Hinter Dowsett und Machado sicherte sich Jan Barta (Bora-Argon 18) den dritten Rang und wiederholte damit sein Ergebnis von 2013. Aber nicht nur wegen des erneuten Podestplatzes durch den Tschechen war das Team aus Oberbayern mit seinem Heimspiel ausgesprochen zufrieden. Schließlich gewann Bennett gleich zwei Etappen und ließ dabei Degenkolb und den Franzosen Nacer Bouhanni (Cofidis) hinter sich.
„Wenn wir vorher gesagt hätten, dass wir gleich zwei Etappen gewinnen, zweimal auf dem Podium stehen und dann noch Gesamtdritter werden, wären wir schon sehr optimistisch gewesen. Jetzt ist es so gekommen und die Fahrer sind sehr stolz auf das Geleistete. Das ist für uns die erfolgreichste Bayern Rundfahrt in der Geschichte des Teams. Und dass wir diese Erfolge gerade bei unserer Heimatrundfahrt einsammeln, ist natürlich eine wunderbare Sache“, sagte Sportdirektor Enrico Poitschke.
Bester deutsche Fahrer in der Gesamtwertung war der U23-Zeitfahrmeister Nils Politt vom Team Stölting. Der erst 20 Jahre alte Kölner belegte in der Endabrechnung einen hervorragenden sechsten Platz, knapp hinter dem Niederländer Dylan van Baarle (Cannondale-Garmin), der sich als Fünfter auch das Weiße Trikot des besten Jungprofis sicherte. Cannondale-Garmin holte sich die Teamwertung, auch dank des Litauers Ramunas Navardauskas, der Gesamtrang vier belegte. Mit dem Freiburger Jasha Sütterlin aus Dowsetts Movistar-Team schaffte ein weiterer junger deutscher Fahrer den Sprung unter die Besten: Der 22-jährige Freiburger wurde Zehnter.
Anders als im Fall des Gelben und des Weißen Trikots brachte die letzte Etappe der Bayern-Rundfahrt nochmals Bewegung in die Berg- und Sprintwertung. Dank eines starken Finals auf den insgesamt zehn Nürnberger Zielrunden, wo nochmals fünf Bergwertungen anstanden, holte sich der Belgier Frederik Veuchelen vom belgischen Zweitdivisionär Wanty-Groupe Gobert noch das Bergtrikot – und zwar von seinem italienischen Teamkollegen Simone Antonini. Degenkolb konnte sich nicht nur über seinen Etappensieg, sondern auch noch über das Blaue Trikot des punktbesten Fahrers freuen.

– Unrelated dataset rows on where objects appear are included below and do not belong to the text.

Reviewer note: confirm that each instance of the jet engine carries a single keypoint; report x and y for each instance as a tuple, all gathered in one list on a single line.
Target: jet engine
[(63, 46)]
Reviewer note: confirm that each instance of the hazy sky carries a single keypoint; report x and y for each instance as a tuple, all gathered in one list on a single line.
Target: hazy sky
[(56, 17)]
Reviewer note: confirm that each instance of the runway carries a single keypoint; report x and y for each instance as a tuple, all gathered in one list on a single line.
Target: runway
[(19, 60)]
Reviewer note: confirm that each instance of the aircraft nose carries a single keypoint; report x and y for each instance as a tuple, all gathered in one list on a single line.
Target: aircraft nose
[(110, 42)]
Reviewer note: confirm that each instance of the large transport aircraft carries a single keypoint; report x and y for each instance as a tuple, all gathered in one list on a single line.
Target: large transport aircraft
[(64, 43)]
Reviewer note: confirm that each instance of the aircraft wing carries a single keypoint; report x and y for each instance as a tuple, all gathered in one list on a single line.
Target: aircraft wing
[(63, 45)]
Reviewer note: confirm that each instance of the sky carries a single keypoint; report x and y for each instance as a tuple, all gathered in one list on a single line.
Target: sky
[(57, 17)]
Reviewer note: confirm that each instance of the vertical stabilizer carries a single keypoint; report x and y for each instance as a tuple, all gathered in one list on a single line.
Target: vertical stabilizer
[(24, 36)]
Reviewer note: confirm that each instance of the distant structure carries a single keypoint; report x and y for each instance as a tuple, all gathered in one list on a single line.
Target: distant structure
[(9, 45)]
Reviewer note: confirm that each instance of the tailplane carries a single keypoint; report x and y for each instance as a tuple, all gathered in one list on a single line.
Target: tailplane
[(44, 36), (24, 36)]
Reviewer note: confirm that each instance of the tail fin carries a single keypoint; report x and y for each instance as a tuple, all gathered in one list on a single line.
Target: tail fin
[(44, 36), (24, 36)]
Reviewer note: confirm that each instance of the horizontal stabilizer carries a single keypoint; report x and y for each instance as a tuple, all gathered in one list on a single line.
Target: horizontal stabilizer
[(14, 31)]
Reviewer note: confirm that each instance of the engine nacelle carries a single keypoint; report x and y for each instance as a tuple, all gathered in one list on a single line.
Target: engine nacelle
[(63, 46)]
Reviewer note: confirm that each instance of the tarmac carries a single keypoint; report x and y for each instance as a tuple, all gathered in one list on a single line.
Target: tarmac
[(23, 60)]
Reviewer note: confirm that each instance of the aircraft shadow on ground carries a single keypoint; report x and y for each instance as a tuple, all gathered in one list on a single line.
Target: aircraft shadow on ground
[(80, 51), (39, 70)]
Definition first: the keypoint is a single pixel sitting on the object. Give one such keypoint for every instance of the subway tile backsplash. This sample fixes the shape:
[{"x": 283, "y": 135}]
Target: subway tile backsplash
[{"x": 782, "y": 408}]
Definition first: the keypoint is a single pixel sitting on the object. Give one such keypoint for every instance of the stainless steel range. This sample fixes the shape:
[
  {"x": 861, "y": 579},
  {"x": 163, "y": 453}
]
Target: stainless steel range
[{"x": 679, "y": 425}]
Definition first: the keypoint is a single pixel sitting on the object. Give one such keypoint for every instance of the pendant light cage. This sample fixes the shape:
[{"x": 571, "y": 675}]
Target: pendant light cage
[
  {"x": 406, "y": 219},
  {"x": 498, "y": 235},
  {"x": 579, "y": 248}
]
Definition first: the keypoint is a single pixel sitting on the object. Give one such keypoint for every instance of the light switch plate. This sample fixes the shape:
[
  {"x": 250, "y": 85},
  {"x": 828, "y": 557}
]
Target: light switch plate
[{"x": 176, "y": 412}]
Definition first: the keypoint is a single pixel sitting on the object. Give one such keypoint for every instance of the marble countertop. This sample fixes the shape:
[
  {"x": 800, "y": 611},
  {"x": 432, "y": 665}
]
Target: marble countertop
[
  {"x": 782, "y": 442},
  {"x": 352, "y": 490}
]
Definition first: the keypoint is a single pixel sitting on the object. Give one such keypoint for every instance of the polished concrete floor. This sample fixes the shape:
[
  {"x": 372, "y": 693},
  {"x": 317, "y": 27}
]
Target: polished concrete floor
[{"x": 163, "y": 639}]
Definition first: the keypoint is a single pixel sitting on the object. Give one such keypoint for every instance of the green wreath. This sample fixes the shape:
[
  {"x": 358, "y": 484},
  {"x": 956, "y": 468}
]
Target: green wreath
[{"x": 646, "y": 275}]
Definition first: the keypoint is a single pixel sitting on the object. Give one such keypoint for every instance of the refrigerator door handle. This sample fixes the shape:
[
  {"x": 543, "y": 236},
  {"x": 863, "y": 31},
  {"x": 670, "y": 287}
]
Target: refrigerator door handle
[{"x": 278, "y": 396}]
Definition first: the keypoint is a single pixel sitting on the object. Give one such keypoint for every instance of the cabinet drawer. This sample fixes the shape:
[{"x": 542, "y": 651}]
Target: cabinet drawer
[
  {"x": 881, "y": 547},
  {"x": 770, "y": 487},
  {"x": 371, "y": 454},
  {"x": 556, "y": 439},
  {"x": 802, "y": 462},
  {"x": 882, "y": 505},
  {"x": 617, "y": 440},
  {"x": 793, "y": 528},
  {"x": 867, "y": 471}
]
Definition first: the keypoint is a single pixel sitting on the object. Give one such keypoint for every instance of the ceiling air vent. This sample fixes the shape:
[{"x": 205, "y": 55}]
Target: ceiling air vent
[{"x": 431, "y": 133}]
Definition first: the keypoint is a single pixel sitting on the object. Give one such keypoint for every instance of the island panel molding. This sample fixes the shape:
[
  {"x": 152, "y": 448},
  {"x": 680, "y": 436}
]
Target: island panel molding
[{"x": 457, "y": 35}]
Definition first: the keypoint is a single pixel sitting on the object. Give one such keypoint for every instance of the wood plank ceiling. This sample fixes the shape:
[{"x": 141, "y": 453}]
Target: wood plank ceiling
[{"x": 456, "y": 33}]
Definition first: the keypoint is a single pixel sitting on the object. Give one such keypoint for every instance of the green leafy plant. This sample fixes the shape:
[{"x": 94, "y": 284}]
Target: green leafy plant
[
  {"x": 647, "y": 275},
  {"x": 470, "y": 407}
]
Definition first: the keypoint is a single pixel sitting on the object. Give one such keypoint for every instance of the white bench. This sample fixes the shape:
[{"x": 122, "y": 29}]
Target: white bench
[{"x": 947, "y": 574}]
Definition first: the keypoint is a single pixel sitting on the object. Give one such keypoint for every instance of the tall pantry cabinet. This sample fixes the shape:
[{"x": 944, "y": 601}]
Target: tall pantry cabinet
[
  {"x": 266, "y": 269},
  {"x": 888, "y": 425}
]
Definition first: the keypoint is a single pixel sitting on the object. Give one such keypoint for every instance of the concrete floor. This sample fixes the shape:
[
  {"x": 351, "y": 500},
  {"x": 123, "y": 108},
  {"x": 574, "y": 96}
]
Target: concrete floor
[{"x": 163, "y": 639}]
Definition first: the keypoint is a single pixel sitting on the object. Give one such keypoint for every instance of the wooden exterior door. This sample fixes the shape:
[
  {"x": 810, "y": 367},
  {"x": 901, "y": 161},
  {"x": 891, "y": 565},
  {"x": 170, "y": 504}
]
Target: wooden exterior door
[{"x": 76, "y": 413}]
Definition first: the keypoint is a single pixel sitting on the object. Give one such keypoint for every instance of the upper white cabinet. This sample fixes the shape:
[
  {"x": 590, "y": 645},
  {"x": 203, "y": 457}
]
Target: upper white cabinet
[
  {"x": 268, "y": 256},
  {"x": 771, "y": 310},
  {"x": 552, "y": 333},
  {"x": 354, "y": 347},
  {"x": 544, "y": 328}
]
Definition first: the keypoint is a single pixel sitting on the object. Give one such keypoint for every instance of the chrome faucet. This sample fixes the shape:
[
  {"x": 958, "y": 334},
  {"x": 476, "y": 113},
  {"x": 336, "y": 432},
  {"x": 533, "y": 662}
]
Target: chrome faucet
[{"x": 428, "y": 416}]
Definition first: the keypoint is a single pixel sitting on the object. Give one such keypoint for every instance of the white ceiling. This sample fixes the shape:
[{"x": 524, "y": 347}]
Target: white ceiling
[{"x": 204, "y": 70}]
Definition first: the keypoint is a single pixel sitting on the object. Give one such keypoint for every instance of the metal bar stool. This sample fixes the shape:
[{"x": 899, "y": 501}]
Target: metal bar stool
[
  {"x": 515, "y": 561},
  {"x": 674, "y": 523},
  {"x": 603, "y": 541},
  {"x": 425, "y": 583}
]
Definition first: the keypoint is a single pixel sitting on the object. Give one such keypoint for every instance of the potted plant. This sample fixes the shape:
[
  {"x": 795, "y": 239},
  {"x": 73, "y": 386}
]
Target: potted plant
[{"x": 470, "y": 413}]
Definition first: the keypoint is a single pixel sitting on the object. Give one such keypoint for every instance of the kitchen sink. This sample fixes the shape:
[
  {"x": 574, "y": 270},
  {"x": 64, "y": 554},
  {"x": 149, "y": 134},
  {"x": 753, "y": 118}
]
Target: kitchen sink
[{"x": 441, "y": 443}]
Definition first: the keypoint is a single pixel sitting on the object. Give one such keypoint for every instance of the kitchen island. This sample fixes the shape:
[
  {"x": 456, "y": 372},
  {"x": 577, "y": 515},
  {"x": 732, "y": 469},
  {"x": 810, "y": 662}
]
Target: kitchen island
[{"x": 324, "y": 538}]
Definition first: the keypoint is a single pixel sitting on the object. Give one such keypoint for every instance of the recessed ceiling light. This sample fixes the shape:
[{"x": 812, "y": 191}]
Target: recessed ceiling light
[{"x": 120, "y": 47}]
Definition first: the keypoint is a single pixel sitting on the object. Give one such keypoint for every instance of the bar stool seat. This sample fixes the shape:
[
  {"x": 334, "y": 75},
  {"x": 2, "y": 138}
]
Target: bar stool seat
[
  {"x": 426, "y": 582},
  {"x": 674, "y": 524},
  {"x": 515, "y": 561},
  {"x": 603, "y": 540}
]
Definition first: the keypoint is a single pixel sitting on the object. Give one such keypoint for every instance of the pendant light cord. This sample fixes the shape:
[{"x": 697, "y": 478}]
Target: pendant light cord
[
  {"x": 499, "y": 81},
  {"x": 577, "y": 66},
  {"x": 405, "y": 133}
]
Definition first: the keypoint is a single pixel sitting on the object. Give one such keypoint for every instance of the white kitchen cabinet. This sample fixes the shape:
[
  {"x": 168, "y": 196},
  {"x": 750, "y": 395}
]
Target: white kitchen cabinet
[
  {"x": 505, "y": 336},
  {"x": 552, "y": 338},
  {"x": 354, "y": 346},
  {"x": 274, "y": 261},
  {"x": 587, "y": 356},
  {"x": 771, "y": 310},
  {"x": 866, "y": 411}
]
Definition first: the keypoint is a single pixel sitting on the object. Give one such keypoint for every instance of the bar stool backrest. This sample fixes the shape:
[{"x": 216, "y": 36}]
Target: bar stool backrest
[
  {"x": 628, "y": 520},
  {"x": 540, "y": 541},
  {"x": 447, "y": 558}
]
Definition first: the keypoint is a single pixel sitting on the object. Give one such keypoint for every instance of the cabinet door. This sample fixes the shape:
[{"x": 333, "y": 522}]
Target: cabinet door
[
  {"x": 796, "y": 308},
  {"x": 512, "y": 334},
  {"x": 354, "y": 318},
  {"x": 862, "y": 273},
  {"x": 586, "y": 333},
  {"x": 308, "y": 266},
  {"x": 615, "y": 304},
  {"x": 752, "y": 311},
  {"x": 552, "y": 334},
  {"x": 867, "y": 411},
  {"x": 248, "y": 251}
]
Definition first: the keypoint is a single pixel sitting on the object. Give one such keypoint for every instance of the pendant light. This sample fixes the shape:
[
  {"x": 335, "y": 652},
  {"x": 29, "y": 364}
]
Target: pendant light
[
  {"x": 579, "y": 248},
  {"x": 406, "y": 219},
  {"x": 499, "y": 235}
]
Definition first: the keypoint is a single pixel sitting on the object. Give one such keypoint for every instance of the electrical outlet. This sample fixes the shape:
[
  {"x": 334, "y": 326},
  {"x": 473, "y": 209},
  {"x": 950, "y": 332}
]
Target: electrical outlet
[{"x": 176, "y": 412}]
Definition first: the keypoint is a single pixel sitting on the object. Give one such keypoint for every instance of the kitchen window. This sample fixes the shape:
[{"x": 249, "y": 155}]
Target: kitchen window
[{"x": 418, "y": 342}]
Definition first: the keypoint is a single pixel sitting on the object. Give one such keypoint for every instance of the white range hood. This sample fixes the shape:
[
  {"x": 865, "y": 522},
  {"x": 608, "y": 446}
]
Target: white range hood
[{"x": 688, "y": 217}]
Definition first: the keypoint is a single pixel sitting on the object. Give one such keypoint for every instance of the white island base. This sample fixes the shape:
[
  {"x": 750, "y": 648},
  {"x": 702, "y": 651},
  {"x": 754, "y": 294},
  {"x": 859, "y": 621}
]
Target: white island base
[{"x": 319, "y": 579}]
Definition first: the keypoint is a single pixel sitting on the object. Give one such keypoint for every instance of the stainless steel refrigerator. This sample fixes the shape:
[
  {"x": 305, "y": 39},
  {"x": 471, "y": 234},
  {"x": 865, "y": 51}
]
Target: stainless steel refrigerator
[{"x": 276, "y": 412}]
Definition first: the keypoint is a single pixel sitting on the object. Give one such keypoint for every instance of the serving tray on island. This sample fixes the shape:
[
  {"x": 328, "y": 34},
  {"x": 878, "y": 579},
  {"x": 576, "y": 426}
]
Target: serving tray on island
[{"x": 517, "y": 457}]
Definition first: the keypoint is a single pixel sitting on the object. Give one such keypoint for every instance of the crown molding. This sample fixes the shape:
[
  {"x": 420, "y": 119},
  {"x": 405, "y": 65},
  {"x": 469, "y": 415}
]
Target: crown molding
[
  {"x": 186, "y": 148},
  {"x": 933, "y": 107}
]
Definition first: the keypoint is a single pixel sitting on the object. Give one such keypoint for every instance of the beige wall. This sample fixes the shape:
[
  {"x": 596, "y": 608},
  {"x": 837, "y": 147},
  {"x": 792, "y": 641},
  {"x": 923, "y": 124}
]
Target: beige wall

Ehe es zum großen Showdown in der Nürnberger Altstadt kam, dominierten sechs Ausreißer das Geschehen. Der Russe Eduard Vorganov (Katusha), der Südafrikaner Louis Meintjes (MTN-Qhubeka), der Kolumbianer Brayan Steven Ramirez (Colombia), der Niederländer Huub Duijn (Roompot), der deutsche Christian Mager (Cult Energy) und eben Veuchelen zogen schon nach acht Kilometern davon und kamen auf einen Maximalvorsprung von gut vier Minuten. Vorganov fuhr zwischenzeitlich sogar im Gelben Trikot, doch Movistar sorgte dafür, dass die Spitzengruppe acht Kilometer vor dem Ziel wieder eingefangen wurde.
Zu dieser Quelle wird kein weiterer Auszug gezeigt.